The idea that there's one best plan for successful weight loss is incorrect. It’s like saying there's one best color, or one best type of music. For each individual there very well may be one best dietary approach. But there is a broad spectrum of eating strategies -- dozens of unique approaches -- that all work well for weight loss and overall health improvement. The most important thing is to find an approach you can stick to, because adherence, rather than diet type, is the key to success. 

I do think that good plans tend to have some common features. They often include a daily food journal with calorie counting, 90% adherence to a strict eating plan, and about seven hours a week of exercise – cardio and strength training.

What are some safe, painless ways I can exercise?

Almost all people are physically capable of walking. So if you’re in poor physical shape, start with that. Aim for seven hours a week, regardless of your current health status. You start with seven hours a week of slow walking and gradually increase it to seven hours a week of moderate walking. Eventually, you can work up to running.

If you have problems with your hips or feet, upper body exercises can be useful. Almost anybody can use 1- to 3-pound dumbbells to achieve beneficial levels of exercise.

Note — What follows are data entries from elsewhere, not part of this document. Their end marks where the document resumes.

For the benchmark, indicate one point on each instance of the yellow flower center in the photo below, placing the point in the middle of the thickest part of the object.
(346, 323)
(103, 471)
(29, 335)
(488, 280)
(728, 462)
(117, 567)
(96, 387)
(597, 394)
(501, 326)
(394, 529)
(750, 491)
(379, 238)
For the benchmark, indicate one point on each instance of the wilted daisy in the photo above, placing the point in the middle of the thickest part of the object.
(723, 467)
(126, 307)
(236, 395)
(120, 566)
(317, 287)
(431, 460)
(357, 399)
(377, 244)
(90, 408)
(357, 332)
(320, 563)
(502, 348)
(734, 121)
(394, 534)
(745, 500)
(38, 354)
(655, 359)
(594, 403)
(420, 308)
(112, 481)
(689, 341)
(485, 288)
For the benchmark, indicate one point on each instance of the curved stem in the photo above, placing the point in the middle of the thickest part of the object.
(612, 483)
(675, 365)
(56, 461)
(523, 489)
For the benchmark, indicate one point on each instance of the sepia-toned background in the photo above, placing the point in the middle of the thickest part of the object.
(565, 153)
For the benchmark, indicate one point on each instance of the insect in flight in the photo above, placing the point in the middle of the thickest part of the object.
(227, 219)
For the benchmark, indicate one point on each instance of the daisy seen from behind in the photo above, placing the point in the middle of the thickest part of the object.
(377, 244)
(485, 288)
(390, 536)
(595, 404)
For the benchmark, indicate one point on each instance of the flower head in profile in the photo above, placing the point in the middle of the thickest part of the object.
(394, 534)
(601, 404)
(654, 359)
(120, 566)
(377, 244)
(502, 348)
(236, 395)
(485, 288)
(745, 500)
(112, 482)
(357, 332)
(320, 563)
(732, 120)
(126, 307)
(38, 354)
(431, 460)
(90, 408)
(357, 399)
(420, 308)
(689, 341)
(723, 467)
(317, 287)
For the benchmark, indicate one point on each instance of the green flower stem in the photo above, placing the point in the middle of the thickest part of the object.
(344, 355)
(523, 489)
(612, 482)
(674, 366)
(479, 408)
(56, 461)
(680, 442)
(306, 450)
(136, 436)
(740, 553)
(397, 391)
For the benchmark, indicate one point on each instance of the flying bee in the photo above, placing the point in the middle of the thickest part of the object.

Some obese people find exercise painful, and they get stuck in a bind: You can’t exercise because you’re too heavy, but you’re too heavy because you can’t exercise. Try to push through. In many cases, exercise becomes less uncomfortable as you shed the weight.

How quickly can I expect to lose?

If you’re really sticking to it, a good plan will produce 10% weight loss in three to four months and up to 20% weight loss at one year. A less ambitious effort will typically produce 5% weight loss in three to four months and 10% weight loss at a year.

People often say that losing 1 to 2 pounds a week should be your goal. But I typically see more than that in the short term and less than that in the long term. It doesn’t really worry me if someone’s losing 3 to 4 pounds a week at the outset.